How to Advocate for Yourself at Work
Advocating for yourself in the workplace, especially for women, can be a touchy subject.
“Tooting your own horn” can come off like boasting, bragging or gloating about a success. The New York State Bar Association’s Women In Law Section and General Counsel’s Committee of the section, chaired by Frettra DeSilva teamed up to tackle the thorny issue head on. The NYSBA Business Law Section and Kirkland & Ellis joined in co-sponsoring the event.
In a one-hour program, moderated by Joi Yvonne Bourgeois, four panelists shared tips and tactics to navigate promoting yourself in an effort to accelerate your career success.
Sheila Murphy, the founder of Focus Forward Consulting, kicked off the panel by assuring those in attendance that self promotion is a form of self care.
“You are taking care to make sure that you get what you need both in your career and your life and on top of that you are taking care of yourself,” she said. “I am making sure people know my qualities and traits so they can make informed decisions as to whether they want to hire me or promote me. People can’t do those things if they don’t know who your are and what you do.”
Natalya Johnson, senior counsel at Johnson & Johnson, agrees, saying it’s time to reframe promotion as a positive term for women. “Self promotion provides visibility for my experiences, for my expertise and amplifying the causes and organizations that have my energy” she added.
She offered three tips. First, bring other people into your promotion. If you have co-workers on a project, post on Linked In about the work and tag them. Second, focus on informal promotion by talking to your colleague or boss about the work you are doing. Third, use external resources or your organization’s marketing department to promote larger projects.
Daisy Darvall, a partner at Kirkland & Ellis, says we need to remove the feeling of shame from the conversation. “You can’t self advocate unless you know your value and worth. No one will advocate for you like you will!”
Murphy echoed that sentiment by saying it’s important to own your narrative. “I know that it feels icky now and then this idea of self promotion and putting yourself out there, but let me tell you whether you put yourself out there or not, there is a story in people’s heads about who you are and what you do.” She says failing to be an advocate is a disservice to your firm, your clients and yourself.
Speaking Up and Taking On New Roles
Panelists were asked to share ideas on the disparity between women and men in the area of self promotion.
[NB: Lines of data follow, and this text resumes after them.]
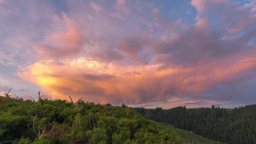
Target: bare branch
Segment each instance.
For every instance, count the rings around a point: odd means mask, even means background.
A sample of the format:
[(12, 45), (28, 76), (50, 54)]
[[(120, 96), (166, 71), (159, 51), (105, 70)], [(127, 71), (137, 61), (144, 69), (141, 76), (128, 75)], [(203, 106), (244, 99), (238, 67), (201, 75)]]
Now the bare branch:
[(72, 102), (73, 104), (74, 103), (74, 102), (73, 102), (73, 100), (72, 99), (72, 98), (71, 98), (71, 97), (70, 97), (70, 96), (68, 96), (69, 97), (69, 99), (70, 99), (70, 100), (71, 100), (71, 102)]
[(33, 129), (34, 129), (34, 132), (35, 132), (35, 134), (37, 135), (37, 137), (38, 137), (38, 135), (37, 132), (36, 132), (36, 130), (35, 129), (35, 120), (36, 120), (36, 118), (37, 117), (37, 114), (36, 115), (36, 116), (35, 116), (35, 117), (34, 117), (34, 119), (33, 120)]
[(38, 100), (42, 99), (42, 97), (43, 96), (42, 95), (42, 93), (40, 92), (40, 91), (38, 91)]

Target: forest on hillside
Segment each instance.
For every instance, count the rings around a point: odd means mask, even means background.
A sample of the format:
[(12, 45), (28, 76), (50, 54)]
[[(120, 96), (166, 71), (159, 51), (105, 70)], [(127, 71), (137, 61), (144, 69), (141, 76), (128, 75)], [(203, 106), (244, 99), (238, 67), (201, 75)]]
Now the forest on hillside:
[(0, 97), (0, 144), (187, 144), (124, 104)]
[(228, 144), (256, 144), (256, 105), (227, 109), (211, 108), (134, 109), (145, 117)]

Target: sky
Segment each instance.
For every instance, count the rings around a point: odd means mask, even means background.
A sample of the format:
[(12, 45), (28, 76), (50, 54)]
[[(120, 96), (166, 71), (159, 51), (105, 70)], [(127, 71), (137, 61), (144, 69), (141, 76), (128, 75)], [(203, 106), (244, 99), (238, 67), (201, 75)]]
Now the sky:
[(168, 108), (256, 103), (256, 0), (0, 0), (0, 92)]

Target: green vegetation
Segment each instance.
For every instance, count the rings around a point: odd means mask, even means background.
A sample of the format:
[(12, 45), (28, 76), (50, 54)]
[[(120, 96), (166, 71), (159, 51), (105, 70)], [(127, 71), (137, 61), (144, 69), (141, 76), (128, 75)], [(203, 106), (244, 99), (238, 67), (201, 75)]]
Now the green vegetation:
[(134, 109), (148, 118), (212, 140), (228, 144), (256, 144), (256, 105), (233, 109), (213, 106), (192, 109), (179, 107), (169, 109)]
[(0, 144), (188, 144), (125, 105), (0, 97)]
[(177, 128), (168, 123), (161, 123), (170, 131), (177, 133), (181, 137), (186, 141), (191, 144), (223, 144), (218, 141), (211, 140), (201, 135), (197, 135), (192, 132), (189, 132), (181, 129)]

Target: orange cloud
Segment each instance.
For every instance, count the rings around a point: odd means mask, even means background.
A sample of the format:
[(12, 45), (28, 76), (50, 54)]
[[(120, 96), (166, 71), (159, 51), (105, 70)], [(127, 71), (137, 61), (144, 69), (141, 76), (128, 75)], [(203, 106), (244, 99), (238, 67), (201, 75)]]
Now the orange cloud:
[(77, 53), (82, 49), (83, 37), (72, 19), (62, 13), (63, 20), (66, 25), (65, 31), (53, 33), (46, 36), (45, 43), (33, 42), (37, 53), (42, 55), (63, 57)]
[(222, 65), (175, 69), (161, 69), (161, 64), (120, 66), (84, 57), (61, 63), (41, 61), (18, 75), (40, 86), (54, 99), (71, 96), (77, 99), (83, 96), (103, 103), (139, 104), (198, 94), (256, 67), (253, 58)]

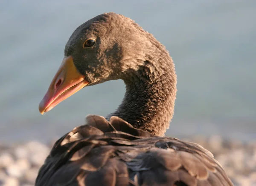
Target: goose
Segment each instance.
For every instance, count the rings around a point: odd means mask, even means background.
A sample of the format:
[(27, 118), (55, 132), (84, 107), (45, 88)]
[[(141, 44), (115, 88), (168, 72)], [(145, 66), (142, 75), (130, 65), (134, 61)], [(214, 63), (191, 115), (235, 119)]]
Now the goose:
[(35, 186), (233, 185), (209, 152), (164, 136), (176, 98), (174, 64), (153, 35), (122, 15), (103, 14), (75, 30), (39, 112), (117, 79), (126, 86), (117, 109), (106, 117), (88, 115), (58, 140)]

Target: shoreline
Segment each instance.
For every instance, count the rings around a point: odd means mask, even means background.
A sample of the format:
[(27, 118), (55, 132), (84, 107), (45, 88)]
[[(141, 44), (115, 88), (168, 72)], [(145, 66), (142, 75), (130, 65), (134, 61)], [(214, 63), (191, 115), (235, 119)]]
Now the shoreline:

Rippi Karda, assistant general counsel at Verizon Communications, says that men are better at stating their goals and asking for opportunities to take on new roles and projects while women can be deferential and don’t jump at the chance. “You can take on additional responsibilities and learn as you go; you can find other resources. You don’t have to know it all; you just have to know that there is a plan you’ve got to concoct to figure it out.” She says this advice also helped in her work at the South Asian Bar Association of New Jersey for which she is the 2022 President-Elect.
Johnson said she saw a need to include women of color as presenters in programs about technology law, real estate and other areas of practice. So, in 2019 she started her own program to give attorneys of color a platform. Even in promoting her event she was reticent to take credit for the work. That work did get her noticed and led to further leadership positions. Johnson is the current President-Elect of the Garden State Bar Association.
Karda shared how she got noticed while volunteering for projects that no one else wanted. She also sought out additional training. If you need training or learning opportunities, you can find them here at the New York State Bar Association. Consider it an investment in yourself and your career. It will help you and it will make you a better lawyer for your clients. Johnson says sometimes success can be as simple as “just showing up. Show up and bring excellence to everything you do and others will take notice.”